Recently, I took a stack of games to my local GameStop, hoping to get a new copy of ModNation Racers. I didn’t think that this would be a difficult process. Three GameStop’s later, I gave up on them and traded in my games at an indie video game retailer instead, because they had brand new copies of ModNation Racers in stock. GameStop had copies too, but only gutted ones.
If you’re not familiar with the process behind ‘gutted games’, I’ll explain. I’m not sure what other retailers do this, but GameStop and EBGames are the most common place you’ll see this practice happen. What they will do is open up brand new copies of games and use the cases for display and put the discs away. Once they run out of sealed copies, they will then try to sell you that gutted copy for the same price as a brand new game.
In my eyes, there is all sorts of wrong with this. To me, the word ‘new’ means sealed in the original packaging. I think that the moment GameStop or EBGames takes off the wrap, places a price tag directly on the case and removes the disc, that’s a used copy. They’ll try and tell you that the game is as good as new and try and sell it as new, but there’s a good chance that your gutted copy has already been played by a GameStop or EBGames employee.
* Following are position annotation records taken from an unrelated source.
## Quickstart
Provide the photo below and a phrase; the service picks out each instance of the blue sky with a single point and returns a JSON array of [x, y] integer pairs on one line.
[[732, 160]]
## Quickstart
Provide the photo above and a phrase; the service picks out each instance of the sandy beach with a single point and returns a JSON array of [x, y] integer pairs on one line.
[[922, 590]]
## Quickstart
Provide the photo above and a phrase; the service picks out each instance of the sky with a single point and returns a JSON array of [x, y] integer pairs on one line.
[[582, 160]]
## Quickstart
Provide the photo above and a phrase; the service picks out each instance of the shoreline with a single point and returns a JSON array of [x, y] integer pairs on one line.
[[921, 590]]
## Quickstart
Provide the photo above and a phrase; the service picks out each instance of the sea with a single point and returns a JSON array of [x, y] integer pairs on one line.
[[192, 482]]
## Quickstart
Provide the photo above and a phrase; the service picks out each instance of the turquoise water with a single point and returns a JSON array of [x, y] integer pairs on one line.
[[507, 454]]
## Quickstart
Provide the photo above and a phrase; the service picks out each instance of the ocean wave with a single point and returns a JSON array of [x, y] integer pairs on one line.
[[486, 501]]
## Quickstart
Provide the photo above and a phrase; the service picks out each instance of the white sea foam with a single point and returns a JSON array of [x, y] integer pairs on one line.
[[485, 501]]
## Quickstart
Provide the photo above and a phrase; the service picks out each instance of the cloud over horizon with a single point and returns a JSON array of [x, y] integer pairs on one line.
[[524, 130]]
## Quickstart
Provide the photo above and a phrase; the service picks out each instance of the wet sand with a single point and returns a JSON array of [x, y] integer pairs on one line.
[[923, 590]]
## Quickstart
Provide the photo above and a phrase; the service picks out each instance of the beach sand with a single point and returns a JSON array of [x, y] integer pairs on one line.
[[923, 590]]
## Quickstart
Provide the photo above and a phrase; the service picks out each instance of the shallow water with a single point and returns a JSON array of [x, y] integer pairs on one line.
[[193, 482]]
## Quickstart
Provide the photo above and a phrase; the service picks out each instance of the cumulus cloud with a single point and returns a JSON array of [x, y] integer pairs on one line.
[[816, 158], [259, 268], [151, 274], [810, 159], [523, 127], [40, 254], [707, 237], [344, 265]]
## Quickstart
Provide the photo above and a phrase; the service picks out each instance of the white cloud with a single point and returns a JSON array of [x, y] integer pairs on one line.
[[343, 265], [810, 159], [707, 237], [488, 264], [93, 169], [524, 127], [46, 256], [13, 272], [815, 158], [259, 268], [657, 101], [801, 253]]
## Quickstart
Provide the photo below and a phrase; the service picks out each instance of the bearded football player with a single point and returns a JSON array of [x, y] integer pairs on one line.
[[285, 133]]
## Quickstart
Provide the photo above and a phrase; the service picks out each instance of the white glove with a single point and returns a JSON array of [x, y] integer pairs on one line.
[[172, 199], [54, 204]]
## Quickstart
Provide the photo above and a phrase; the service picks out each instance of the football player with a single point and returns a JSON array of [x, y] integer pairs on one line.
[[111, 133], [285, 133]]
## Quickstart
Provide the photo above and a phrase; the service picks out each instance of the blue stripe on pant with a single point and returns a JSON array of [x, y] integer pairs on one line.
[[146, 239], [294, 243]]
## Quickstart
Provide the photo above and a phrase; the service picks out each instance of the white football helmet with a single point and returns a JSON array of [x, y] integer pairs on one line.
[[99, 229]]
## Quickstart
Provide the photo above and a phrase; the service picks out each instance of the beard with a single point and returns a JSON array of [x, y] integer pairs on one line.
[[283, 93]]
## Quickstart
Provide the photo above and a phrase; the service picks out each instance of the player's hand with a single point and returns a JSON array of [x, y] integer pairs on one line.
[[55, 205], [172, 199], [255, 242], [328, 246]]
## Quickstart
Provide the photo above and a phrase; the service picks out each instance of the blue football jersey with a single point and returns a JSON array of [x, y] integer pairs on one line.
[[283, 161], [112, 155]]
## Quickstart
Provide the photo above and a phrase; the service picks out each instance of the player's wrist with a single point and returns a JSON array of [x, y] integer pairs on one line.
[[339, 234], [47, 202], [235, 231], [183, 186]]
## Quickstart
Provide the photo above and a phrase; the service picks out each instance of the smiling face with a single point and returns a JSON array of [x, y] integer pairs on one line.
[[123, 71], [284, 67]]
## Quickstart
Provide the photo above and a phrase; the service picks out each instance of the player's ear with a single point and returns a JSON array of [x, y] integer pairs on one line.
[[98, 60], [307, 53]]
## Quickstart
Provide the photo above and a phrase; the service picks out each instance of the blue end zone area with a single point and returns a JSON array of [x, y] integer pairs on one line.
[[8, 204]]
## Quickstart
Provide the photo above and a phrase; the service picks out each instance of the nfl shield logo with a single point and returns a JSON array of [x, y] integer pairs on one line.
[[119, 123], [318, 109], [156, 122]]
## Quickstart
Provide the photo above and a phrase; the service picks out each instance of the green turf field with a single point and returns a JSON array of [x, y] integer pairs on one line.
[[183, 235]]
Apparently, I’m not alone in my dislike for this practice, as a blog post on Kotaku about gutted copies got over 100,000 views, over 800 comments and it may have gotten them in trouble with the Federal Trade Commission. GameStop said they would review this practice, but that was over a year ago and as recently as a few days ago, GameStop still tried to sell me a definitely open/possibly used copy of a game for the same price as a brand new disc.
I wholeheartedly disapprove of anyone selling anything opened and potentially used at the same price as a new version of the same thing. If I’m going to pay the price for a brand new game, I want to get it in brand new condition, not gutted or potentially used. I’m glad that I voted with my wallet and took my business elsewhere.